June 8, 2009

CA court: SVP defendant must be competent

Appellate court bucks national trend

In another important SVP decision, a California appellate court has ruled that it is Unconstitutional to civilly commit a sex offender who is incompetent to stand trial.

The courageous decision in the case of Ardell Moore tackles head-on the fiction that merely labeling something as "civil" takes away the due process protections that automatically confer to criminal defendants:

"Irrespective of the fact a commitment under the SVPA [Sexually Violent Predator Act] is labeled civil rather than criminal, the defendant’s liberty is severely curtailed," the Court pointed out.

Ardell Moore is diagnosed with paranoid schizophrenia. Mental health evaluators have described him as floridly psychotic and delusional.

In its well-articulated decision, the court detailed much the same rationale as has long been recognized for criminal defendants. When a defendant is put on trial while incompetent, he becomes "a mere spectator," not able to correct erroneous information, assist his attorney, or testify effectively on his own behalf. All of this substantially increases the probability of a sham proceeding and a resultant miscarriage of justice.
"An incompetent defendant will have no opportunity to discuss his prior behavior and motivating reasons for such behavior with the state's evaluator or with a defense expert, or be able to explain to a jury why the state expert’s rationale for the diagnosis and volitional impairment is not justified. A defendant who is incompetent is at a great disadvantage, as he cannot meaningfully testify in his own behalf, cannot cooperate with his own counsel, nor assist his defense experts in understanding the basis for his behavior or provide evidence to rebut an evaluator’s potentially erroneous conclusion."
The appearance of a kangaroo court has not bothered courts in four other states -- Massachusetts, Iowa, Missouri and Texas -- which have all approved trials of incompetent SVP defendants based on the legal fiction that the proceedings are "civil."

Those cases are:
  • Massachusetts: Commonwealth. v. Nieves (2006) 846 N.E.2d 379
  • Iowa: In re Detention of Cubbage (2003) 671 N.W.2d 442
  • Missouri: State ex rel. Nixon v. Kinder (2003) 129 S.W.3d 5
  • Texas: In re Commitment of Fisher (2005) 164 S.W.3d 637
The unanimous opinion by the Court of Appeal in the Second Appellate District (Los Angeles) was a case of first impression, meaning the issue had not previously been addressed by a California appellate court.

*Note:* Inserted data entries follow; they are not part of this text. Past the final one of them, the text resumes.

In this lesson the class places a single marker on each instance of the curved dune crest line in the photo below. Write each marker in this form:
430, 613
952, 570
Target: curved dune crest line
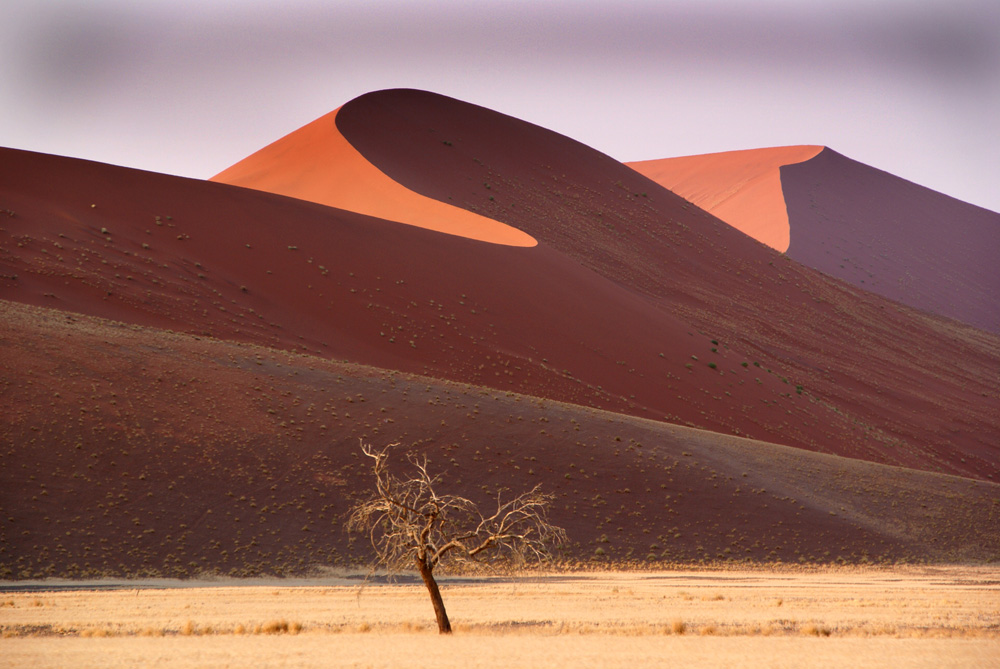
743, 188
318, 164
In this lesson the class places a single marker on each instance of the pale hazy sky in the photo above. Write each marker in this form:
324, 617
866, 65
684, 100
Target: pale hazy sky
189, 87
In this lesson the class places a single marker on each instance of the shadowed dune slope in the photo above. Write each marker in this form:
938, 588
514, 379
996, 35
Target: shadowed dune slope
743, 188
239, 264
895, 238
853, 222
316, 163
129, 450
888, 369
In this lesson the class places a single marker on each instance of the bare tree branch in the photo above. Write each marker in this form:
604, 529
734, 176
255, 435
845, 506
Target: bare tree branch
410, 524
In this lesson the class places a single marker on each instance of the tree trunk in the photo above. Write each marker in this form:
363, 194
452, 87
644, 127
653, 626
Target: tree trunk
444, 626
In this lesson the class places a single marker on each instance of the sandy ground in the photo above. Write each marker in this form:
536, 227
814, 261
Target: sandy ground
914, 617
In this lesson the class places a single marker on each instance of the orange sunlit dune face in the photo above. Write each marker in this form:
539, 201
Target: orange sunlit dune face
743, 188
318, 164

Leaning heavily on last year's opinion in People v. Allen, in which the California Supreme Court held that defendants in SVP proceedings have a Constitutional right to testify over the objection of their attorneys, the court reiterated that "in every case" an SVPA defendant has the constitutional right to testify and to present his side of the story, and "mental competence is a prerequisite to the exercise of that due process right. Absent mental competence, a defendant cannot testify or participate meaningfully in the SVPA proceeding."

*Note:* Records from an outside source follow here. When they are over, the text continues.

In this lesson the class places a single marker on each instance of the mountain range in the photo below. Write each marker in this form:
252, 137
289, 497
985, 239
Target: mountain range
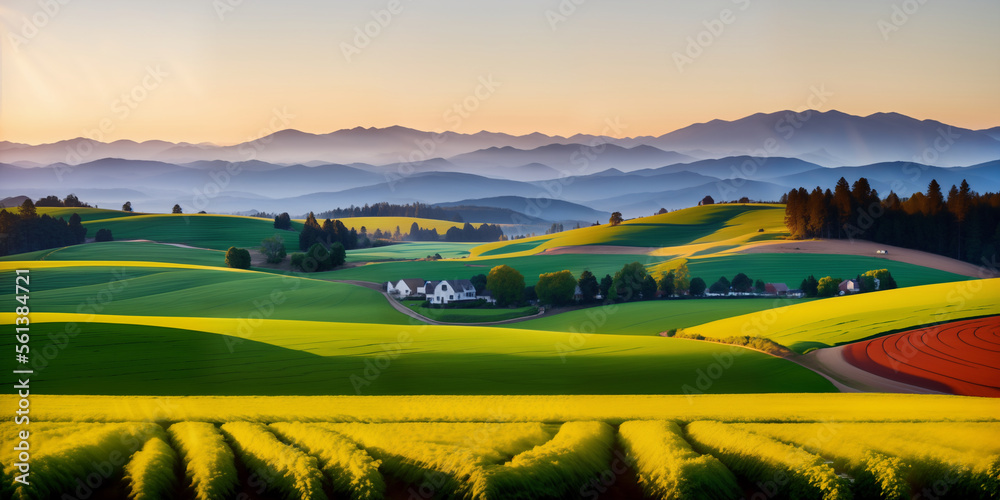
498, 176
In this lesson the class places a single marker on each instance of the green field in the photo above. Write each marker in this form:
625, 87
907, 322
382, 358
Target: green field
791, 269
146, 291
841, 320
218, 232
530, 267
86, 214
305, 358
650, 317
410, 250
693, 225
485, 315
128, 251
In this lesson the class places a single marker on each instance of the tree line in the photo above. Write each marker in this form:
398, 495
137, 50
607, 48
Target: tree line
385, 209
964, 224
26, 231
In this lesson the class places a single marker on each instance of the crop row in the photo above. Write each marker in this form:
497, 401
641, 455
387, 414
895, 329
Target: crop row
703, 459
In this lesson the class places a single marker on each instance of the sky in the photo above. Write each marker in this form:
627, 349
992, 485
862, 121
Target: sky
225, 71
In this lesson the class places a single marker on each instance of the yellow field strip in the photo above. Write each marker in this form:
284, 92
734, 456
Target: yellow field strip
846, 407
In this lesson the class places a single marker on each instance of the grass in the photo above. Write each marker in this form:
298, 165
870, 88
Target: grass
840, 320
217, 232
410, 250
469, 315
86, 214
146, 355
220, 293
791, 269
763, 408
529, 266
647, 318
129, 251
715, 223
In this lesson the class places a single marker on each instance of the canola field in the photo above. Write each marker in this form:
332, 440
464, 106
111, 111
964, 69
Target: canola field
672, 455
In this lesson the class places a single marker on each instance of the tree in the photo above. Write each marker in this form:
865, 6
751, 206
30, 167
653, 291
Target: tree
589, 287
828, 287
479, 281
682, 279
666, 284
720, 287
627, 283
238, 258
648, 288
76, 228
697, 287
883, 277
934, 202
606, 283
556, 288
616, 218
72, 201
273, 249
506, 285
742, 283
283, 221
809, 286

Moore was convicted in 1987 of kidnapping, forcible rape and forcible rape in concert and was sentenced to 25 years in state prison. As his parole date neared, he was flagged by state evaluators as a possible Sexually Violent Predator.

Two state evaluators, licensed psychologists Beryl Davis and Gary Zinik, testified against him at his trial. Both testified that he suffered from paranoid schizophrenia and was off his medications and too incoherent to talk with them when they tried to evaluate him. Despite his inability to rationally engage with them, they opined that he would likely reoffend sexually if released.

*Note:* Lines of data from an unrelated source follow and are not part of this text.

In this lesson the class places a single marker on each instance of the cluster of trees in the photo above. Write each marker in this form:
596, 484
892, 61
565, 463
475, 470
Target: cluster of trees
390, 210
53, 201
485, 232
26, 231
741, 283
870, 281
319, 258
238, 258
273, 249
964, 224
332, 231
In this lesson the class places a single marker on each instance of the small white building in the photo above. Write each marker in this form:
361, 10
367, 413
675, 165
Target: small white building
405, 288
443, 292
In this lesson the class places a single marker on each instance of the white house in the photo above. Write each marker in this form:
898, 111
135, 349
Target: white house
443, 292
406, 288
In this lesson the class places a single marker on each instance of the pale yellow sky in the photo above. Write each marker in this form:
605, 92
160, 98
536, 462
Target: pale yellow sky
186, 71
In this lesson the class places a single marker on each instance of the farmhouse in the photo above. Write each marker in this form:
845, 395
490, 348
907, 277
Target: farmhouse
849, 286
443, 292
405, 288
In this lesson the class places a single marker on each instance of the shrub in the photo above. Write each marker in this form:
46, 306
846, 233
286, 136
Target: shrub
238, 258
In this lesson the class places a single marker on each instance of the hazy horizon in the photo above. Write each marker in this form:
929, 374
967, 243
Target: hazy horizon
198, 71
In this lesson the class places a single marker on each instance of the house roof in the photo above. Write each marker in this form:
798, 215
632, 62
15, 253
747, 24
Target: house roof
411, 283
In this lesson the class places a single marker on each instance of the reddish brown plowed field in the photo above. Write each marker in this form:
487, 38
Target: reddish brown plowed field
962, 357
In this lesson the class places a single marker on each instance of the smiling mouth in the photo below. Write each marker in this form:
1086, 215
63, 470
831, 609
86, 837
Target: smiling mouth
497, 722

Testified Davis, "When we talk about volition and somebody's ability to control their behavior, when you're florid psychotic, you lose that volitional control, and somebody with a sexually [sic] preoccupation and inability to control themselves sexually would be a significant high risk."

Not surprisingly, after waiving his right to a jury trial Moore lost his trial and was civilly committed. The trial judge ruled that his incompetency did not matter, because the proceeding was civil and not criminal. Quoting from the Massachusetts case of Nieves, the court held:
"We see no reason why the public interest in committing sexually dangerous persons to the care of the treatment center must be thwarted by the fact that one who is sexually dangerous also happens to be incompetent."
Since 2000, Moore has been housed off and on at Atascadero State Hospital, where he has remained floridly psychotic, according to subsequent evaluators.

In early 2007, psychologist Vianne Castellano, Ph.D. evaluated Moore and opined that he was incompetent to stand trial: "He is neither able to understand the nature and the purpose of these proceedings nor is he able to cooperate in a rational manner with his counsel or the psychological evaluators."

The appellate ruling means his case will be remanded to the trial court for a new determination of whether he is competent to stand trial. If he is found incompetent, he will be entitled to competency restoration treatment at a state hospital.

As the appellate justices pointed out in their unanimous opinion, there is no real down side. In the event that an SVP defendant is found incompetent to stand trial, neither public safety nor state finances are affected. The defendant remains in custody in a state hospital, as he would have been had he been civilly committed, and "the fiscal burden to the state remains essentially the same."

The ruling is HERE. A previous appellate opinion in the case is HERE.